We could go on. We haven’t even delved into Israeli-controlled space lasers, small towns that have been forced to submit to Sharia law, or anything involving pizza restaurants, cannabalist pedophiles, the Clintons, etc.

QAnon could eat up an entire issue of our publication itself.

After years of rolling out these theories one after another, like a conveyor belt of crazy, it’s no wonder that the Big Lie took hold among so many Republicans. The parade of theories worked like artillery barrages before an invasion, softening up the beaches so the fable of massive voter fraud could gain a strong foothold. The results can be seen in polls like a national survey conducted last month by CNN, showing that 59% of Republicans believed former President Donald Trump won the 2020 election.

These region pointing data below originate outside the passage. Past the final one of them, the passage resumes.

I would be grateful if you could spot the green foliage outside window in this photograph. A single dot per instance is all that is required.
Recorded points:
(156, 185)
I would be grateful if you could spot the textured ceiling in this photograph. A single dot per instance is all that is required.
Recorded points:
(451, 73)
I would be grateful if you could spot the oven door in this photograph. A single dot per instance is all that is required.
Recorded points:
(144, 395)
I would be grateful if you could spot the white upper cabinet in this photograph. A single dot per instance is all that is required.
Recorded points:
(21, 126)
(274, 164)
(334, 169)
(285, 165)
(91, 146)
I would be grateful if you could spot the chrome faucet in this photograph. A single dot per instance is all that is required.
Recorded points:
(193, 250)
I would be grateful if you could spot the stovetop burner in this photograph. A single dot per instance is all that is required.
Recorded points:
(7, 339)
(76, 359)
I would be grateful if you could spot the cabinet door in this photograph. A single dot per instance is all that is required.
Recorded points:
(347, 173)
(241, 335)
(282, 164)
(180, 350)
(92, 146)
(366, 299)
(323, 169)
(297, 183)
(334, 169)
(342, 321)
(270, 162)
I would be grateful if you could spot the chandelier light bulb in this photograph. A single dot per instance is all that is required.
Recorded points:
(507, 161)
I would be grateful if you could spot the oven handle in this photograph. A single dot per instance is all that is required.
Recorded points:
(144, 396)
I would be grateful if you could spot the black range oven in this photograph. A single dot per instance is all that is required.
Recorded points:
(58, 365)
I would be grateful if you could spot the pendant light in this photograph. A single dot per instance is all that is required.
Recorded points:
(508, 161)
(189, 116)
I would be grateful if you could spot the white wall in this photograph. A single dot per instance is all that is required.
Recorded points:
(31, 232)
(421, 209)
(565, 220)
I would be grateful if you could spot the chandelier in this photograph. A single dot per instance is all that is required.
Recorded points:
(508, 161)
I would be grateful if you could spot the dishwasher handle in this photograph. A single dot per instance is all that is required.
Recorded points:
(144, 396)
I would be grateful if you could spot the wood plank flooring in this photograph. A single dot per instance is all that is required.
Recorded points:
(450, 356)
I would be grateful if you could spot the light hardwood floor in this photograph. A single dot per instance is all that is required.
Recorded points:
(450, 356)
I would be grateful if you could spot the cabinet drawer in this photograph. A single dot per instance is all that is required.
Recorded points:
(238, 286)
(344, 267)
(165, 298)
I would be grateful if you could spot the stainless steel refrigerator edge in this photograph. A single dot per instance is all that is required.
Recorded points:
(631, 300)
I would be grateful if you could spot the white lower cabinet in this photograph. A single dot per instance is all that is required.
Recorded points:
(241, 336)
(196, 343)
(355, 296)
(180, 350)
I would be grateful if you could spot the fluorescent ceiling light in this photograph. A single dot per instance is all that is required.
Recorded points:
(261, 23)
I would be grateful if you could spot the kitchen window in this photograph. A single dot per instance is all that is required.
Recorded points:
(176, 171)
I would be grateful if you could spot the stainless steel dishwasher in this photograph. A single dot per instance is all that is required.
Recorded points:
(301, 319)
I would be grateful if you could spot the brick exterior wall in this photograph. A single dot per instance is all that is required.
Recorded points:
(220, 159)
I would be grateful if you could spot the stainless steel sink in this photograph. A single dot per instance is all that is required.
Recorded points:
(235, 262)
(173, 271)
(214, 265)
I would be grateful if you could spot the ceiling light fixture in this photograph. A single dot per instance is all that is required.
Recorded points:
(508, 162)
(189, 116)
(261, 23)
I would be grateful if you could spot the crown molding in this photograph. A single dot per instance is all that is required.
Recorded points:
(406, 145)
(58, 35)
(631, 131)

He didn’t, of course. Any number of Republican witch hunts for massive voter fraud have come up empty, including a presidential task force that Trump assembled himself.

But amid the drumbeat of GOP conspiracy theories over the years, the Big Lie is really just part of a bigger story of the party manipulating a gullible and scared base of its supporters and twisting reality into a balloon animal.

This is today’s Republican Party. How much further will it go beyond claiming octopus-like creatures are swimming around in the vaccines? Time will tell, but you can bet it will find a way.